The Creator followed in third place domestically with a muted $14 million from 3,680 cinemas. The $80 million original sci-fi epic, directed by Rogue One‘s Gareth Edwards, was the biggest swing of the weekend and hopes to make up ground overseas, where it started off with $18.3 million from 48 markets for a $32.3 million global opening.
New Regency and Entertainment One produced The Creator, which is distributed by 20th Century Studios. It is one of the rare studio sci-fi movies based on an original concept, rather than a known IP, and stars John David Washington as a man thrust in the middle of a war between humanity and AI. The Creator earned a B+ CinemaScore.
The film is Edwards’ first feature since Rogue One, the $1 billion Star Wars hit, and has been of particular interest given the lack of original sci-fi movies hitting theaters over the past decade. In addition to Washington, stars include Gemma Chan, Allison Janney and Ken Watanabe, as well as newcomer Madeleine Yuna Voyles who plays Alphie, an artificial child who comes under the care of Washington’s character.
Another new offering was The Blind, a faith-based biopic from Fathom Events that was spearheaded by the Robertson family of Duck Dynasty fame. Set in 1960s Louisiana, the film tells the real-life story of how patriarch Phil Robertson conquered his demons, including addiction, before they could destroy his family. The Blind rounded out the top five with a solid $5 million from 1,715 locations.

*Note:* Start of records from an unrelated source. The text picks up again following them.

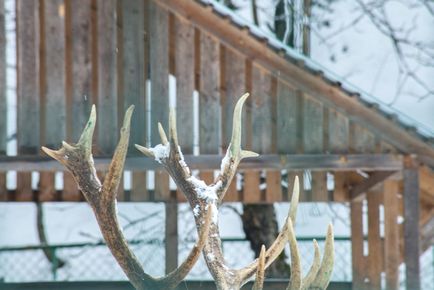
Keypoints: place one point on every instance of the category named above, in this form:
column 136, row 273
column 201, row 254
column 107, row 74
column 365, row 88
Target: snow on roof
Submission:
column 399, row 117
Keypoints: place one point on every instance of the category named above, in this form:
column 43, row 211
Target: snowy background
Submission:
column 360, row 54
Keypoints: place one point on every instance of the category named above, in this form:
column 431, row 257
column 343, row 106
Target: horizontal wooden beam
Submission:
column 320, row 162
column 125, row 285
column 358, row 192
column 294, row 74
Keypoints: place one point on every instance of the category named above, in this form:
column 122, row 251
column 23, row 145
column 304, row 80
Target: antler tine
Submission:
column 325, row 271
column 279, row 243
column 234, row 153
column 176, row 276
column 295, row 280
column 259, row 281
column 308, row 279
column 102, row 198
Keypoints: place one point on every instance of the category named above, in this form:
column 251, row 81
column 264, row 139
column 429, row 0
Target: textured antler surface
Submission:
column 201, row 196
column 78, row 159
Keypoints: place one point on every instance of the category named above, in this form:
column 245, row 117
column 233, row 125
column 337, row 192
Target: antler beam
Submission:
column 77, row 158
column 201, row 196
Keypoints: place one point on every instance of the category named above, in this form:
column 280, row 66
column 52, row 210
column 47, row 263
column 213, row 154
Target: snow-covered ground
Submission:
column 369, row 63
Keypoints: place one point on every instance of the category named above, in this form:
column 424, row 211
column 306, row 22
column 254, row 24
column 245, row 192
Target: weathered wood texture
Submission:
column 159, row 74
column 209, row 98
column 357, row 240
column 233, row 80
column 99, row 52
column 28, row 103
column 375, row 247
column 3, row 103
column 133, row 74
column 391, row 234
column 185, row 84
column 411, row 224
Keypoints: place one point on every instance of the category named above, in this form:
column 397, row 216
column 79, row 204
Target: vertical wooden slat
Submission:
column 261, row 128
column 341, row 191
column 3, row 107
column 273, row 192
column 134, row 82
column 375, row 257
column 391, row 234
column 286, row 119
column 361, row 140
column 411, row 224
column 358, row 259
column 184, row 72
column 27, row 91
column 53, row 80
column 234, row 83
column 78, row 79
column 338, row 143
column 159, row 63
column 171, row 236
column 107, row 85
column 209, row 99
column 286, row 132
column 313, row 137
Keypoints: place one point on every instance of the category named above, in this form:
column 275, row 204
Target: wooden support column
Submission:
column 411, row 224
column 358, row 260
column 3, row 104
column 375, row 258
column 171, row 235
column 391, row 234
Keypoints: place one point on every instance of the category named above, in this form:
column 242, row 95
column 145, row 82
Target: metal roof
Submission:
column 400, row 118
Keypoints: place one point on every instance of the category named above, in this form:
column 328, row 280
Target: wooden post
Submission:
column 375, row 257
column 411, row 224
column 28, row 103
column 391, row 234
column 3, row 108
column 358, row 260
column 171, row 235
column 159, row 75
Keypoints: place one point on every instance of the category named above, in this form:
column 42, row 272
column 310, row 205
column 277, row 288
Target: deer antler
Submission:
column 201, row 196
column 78, row 159
column 319, row 274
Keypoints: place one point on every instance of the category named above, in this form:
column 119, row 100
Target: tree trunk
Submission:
column 260, row 227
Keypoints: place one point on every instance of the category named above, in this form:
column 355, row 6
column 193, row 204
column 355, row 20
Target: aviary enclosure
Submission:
column 298, row 118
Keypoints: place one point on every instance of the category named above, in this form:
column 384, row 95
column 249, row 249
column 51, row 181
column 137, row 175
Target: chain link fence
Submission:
column 83, row 262
column 94, row 262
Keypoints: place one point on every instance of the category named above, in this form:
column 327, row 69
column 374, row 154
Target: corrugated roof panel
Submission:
column 330, row 77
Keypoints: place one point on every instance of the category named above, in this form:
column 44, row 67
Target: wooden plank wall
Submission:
column 3, row 103
column 109, row 52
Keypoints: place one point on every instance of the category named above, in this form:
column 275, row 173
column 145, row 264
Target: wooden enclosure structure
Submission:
column 118, row 53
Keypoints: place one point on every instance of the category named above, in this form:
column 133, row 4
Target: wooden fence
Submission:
column 71, row 55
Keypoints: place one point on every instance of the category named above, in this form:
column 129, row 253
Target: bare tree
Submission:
column 204, row 201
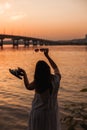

Sony’s GameStop movie Dumb Money only managed a seventh-place finish with a disappointing $3.5 million from 2,837 locations as it expanded nationwide after a slow rollout. (The studio switched up the film’s release plan because of the ongoing labor strikes, which prevented writers and talent from participating in any publicity). The pic’s cast includes Paul Dano, Pete Davidson, America Ferrara and Seth Rogen
Craig Gillespie’s well-reviewed movie was likely hurt by torrential rain in New York City late last week, which forced theater closures in parts of Manhattan on Friday (by Saturday, cinemas were back online). Sony insiders say the movie has been doing best in New York City and surrounding suburbs. The hope now is that Dumb Money, like other adult-skewing fare, will have a long run (next weekend will be a telling test).